9, a. 4 concl. 5) che Dio dona, o almeno offerisce a tutti o la grazia
prossima per osservare i precetti, o pure la grazia rimota dell'orazione, colla
quale poi ciascuno ottiene la prossima ad osservare in effetto i precetti
divini;4 è certo, che
l'osservanza della legge nello stato presente della natura
corrotta è molto difficile, anzi è moralmente impossibile senza un aiuto di Dio
(oltre il comune) speciale, e maggiore di quello, che bisognava nello stato
dell'innocenza. Or questo aiuto speciale Dio non lo concede, ordinariamente
parlando, se non a coloro, che lo dimandano. Insegna Gennadio, Autore antico
(che va fra l'opere di S. Agostino) che, eccettuate le prime grazie eccitanti,
le quali vengono a noi senza di noi come la chiamata alla fede, o alla
penitenza, tutte l'altre, e specialmente la grazia della perseveranza, non si
donano se non a coloro, che pregano:5 Nullum credimus ad salutem, nisi Deo
invitante, venire: nullum invitatum salutem suam nisi Deo adiuvante, operari:
nullum nisi orantem auxilium promereri. Lib. de Eccl. Dogm. c. 56.6 Ed in altro luogo
lo stesso S. Agostino suppone per certo: Deum nobis dare aliqua etiam non orantibus,
ut initium fidei: alias nonnisi orantibus praeparasse. Lib. de Persev. c. 5.7
Da ciò
concludono i Teologi8 (Suarez, Habert, Layman, il P. Segneri, ed altri
con S. Clemente Alessandrino, S. Basilio, S. Agostino, e S. Giovan Grisostomo)
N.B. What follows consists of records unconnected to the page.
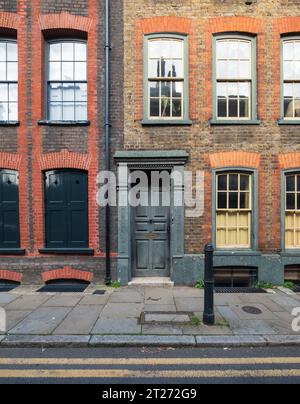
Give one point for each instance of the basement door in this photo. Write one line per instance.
(151, 238)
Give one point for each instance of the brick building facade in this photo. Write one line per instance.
(198, 136)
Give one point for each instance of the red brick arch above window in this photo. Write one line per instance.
(9, 21)
(67, 273)
(10, 275)
(161, 25)
(10, 161)
(65, 21)
(234, 159)
(65, 159)
(289, 160)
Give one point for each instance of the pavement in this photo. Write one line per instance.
(146, 316)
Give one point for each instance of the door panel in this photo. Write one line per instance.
(66, 194)
(9, 209)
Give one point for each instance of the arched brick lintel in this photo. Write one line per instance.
(10, 161)
(289, 160)
(65, 21)
(67, 273)
(234, 159)
(10, 275)
(9, 21)
(65, 159)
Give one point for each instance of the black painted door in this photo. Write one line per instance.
(9, 210)
(66, 194)
(151, 244)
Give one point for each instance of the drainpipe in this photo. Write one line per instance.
(107, 136)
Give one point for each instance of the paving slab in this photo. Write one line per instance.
(6, 298)
(282, 340)
(167, 318)
(253, 327)
(189, 304)
(90, 300)
(117, 310)
(79, 321)
(230, 341)
(142, 340)
(14, 317)
(63, 300)
(46, 341)
(41, 321)
(152, 329)
(117, 326)
(28, 302)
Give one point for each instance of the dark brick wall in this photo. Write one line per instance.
(10, 6)
(79, 7)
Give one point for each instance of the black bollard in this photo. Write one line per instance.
(209, 314)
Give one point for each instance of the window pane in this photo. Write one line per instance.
(177, 90)
(154, 68)
(81, 111)
(290, 183)
(68, 112)
(67, 71)
(55, 52)
(55, 92)
(81, 92)
(12, 71)
(13, 111)
(233, 182)
(13, 92)
(2, 71)
(165, 107)
(222, 182)
(290, 201)
(54, 71)
(68, 51)
(3, 92)
(166, 89)
(80, 52)
(176, 108)
(222, 200)
(233, 200)
(3, 111)
(55, 111)
(2, 51)
(80, 71)
(154, 89)
(68, 92)
(154, 107)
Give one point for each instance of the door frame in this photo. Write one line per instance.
(173, 161)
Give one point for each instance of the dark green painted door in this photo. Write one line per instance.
(66, 194)
(9, 210)
(151, 241)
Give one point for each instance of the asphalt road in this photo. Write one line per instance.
(163, 366)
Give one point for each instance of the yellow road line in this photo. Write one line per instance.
(149, 361)
(126, 373)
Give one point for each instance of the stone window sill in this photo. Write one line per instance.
(67, 251)
(63, 123)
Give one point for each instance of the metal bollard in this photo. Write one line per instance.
(209, 314)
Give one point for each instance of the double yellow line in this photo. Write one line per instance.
(155, 373)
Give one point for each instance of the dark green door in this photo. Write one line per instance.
(66, 193)
(9, 210)
(151, 241)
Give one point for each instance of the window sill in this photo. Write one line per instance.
(9, 123)
(12, 251)
(63, 123)
(216, 122)
(67, 251)
(175, 122)
(288, 122)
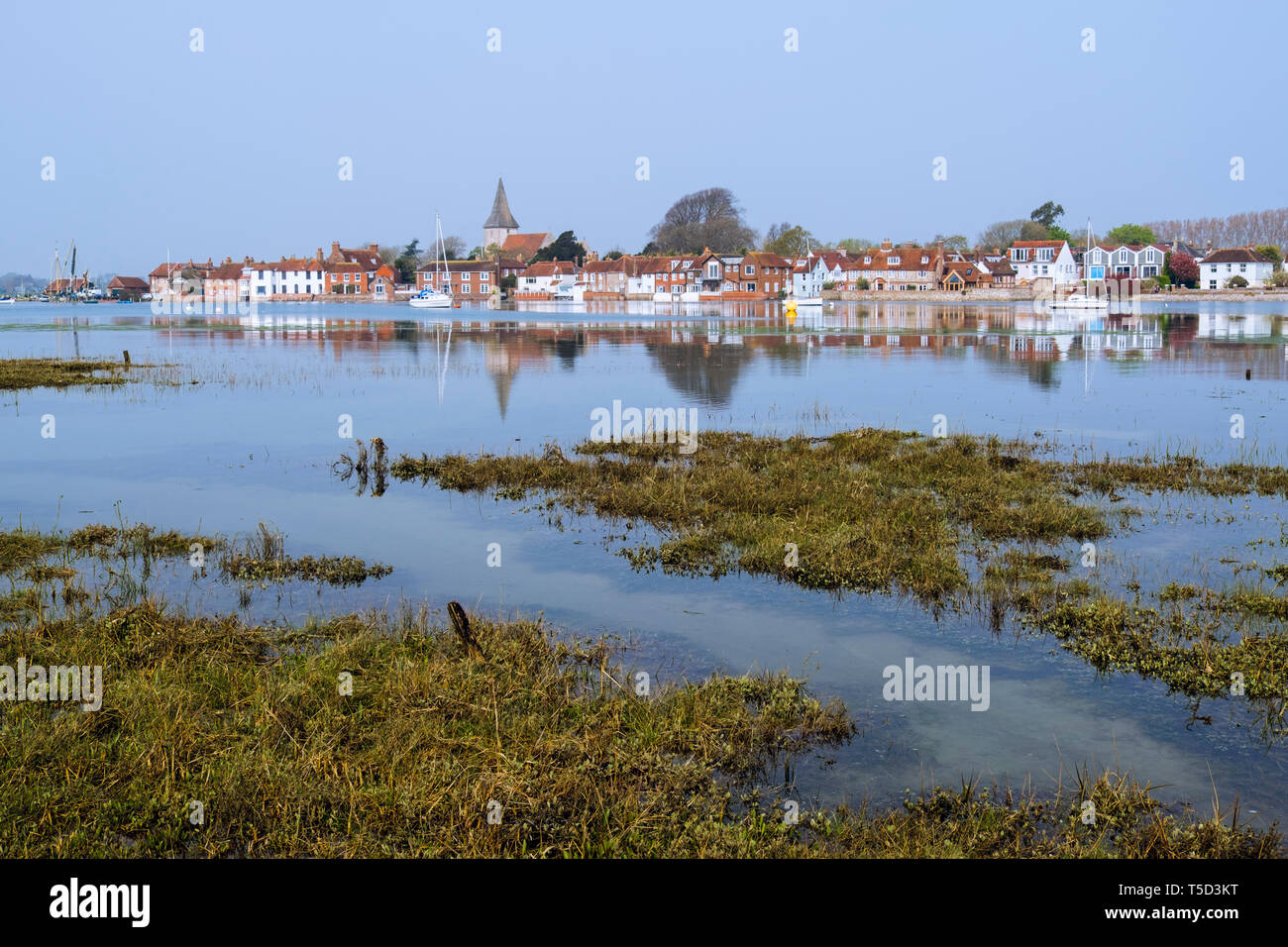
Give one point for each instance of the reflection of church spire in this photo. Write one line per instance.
(502, 381)
(501, 365)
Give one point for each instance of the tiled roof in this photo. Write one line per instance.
(523, 244)
(1234, 254)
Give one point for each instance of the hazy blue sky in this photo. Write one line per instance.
(235, 150)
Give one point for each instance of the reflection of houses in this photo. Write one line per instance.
(1224, 325)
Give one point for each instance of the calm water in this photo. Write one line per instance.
(256, 437)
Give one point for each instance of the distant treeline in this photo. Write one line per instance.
(1253, 228)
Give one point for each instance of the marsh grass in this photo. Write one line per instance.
(263, 558)
(965, 523)
(55, 372)
(256, 724)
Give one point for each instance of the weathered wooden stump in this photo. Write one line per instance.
(462, 625)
che la petizione agli adulti è necessaria di necessità di mezzo; viene a dire,
che di provvidenza ordinaria un fede e senza raccomandarsi a Dio, e cercargli le
grazie necessarie alla sua salute, non può salvarsi. Dice S. Giovanni
Grisostomo, che conforme e necessaria l'anima al corpo per vivere, così è
necessaria all'anima l'orazione per conservarsi nella divina grazia. Ciò vuol
dire quella sentenza di Gesù Cristo: Oportet semper orare, et nunquam deficere.
Luc. 18. 1. Oportet, è di necessità il sempre pregare. Ciò vuol dire
quell'altra di S. Giacomo: Non habetis,
propter quod non postulatis Iac. 4. 2. Ciò vuol dire, quel che in due parole
il nostro Salvatore disse: Petite et
accipietis. Luc. 11. 9.9 Se dunque (dice S. Teresa) chi cerca ottiene: chi
non cerca, non ottiene.10 Dio vuol salvi tutti: Deus vult omnes homines salvos fieri, 1 Tim.
2. 4, ma vuole che gli cerchiamo le grazie, che ci son necessarie per
salvarci. Neppure questo vogliamo fare? Terminiamo questo primo punto,
conchiudendo da ciò, che si è detto, che chi prega, certamente
si salva; chi non prega, certamente si danna. Tutti i Santi si sono salvati, e
fatti santi col pregare. Tutti i dannati si son dannati, per non pregare; se
pregavano certamente non si sarebbero perduti. E questa sarà la maggior loro
disperazione nell'inferno l'aversi potuto salvare con tanta facilità, con
chiedere a Dio il di lui aiuto, ed ora non esser più a tempo di cercarlo
1 [12.] avendo dichiarato) sì perché ha dichiarato NM BR.
2 [14-15.] presente o almeno a chiedere la grazia) NM BR om.
3 [19-24.] Cfr. Gran mezzo della preghiera, P. II, c. IV, p. 145-149.
4 [27.] divini; è certo che) divini. Con tutto ciò non ha dubbio che NM BR.
5 [10-14.] Testi comuni: SEGNERI, Cristiano istruito, P. III, Rag. II, 20; HABERT, De orat., ed. cit., 443-444; SCARAMELLI, Dirett. ascet., ed. cit., tr. I, art. VI, c. I, n. 216; SARNELLI, Mondo santif., ed. cit., 263, 264.
6 [10-12.] De eccles. dogm. (attribuito a GENNADIO DI MARSIGLIA, sec. V; GLORIEUX, n. 42), c. XXVI; PL 42, 1218.
7 [13-14.] S. AGOST., De dono persev., c. XVI; PL 45, 1017.
8 [15-17; 20-22.] Cfr. Del gran mezzo della preghiera, P. I, c. I, p. 11 (16-17); 14 (4-10; 15 (20-21).
9 [26.] Corr.: Io, 16, 24.
10 [27.] S. TERESA, Lettere, I, Lett. VIII, ann. 10, p. 35.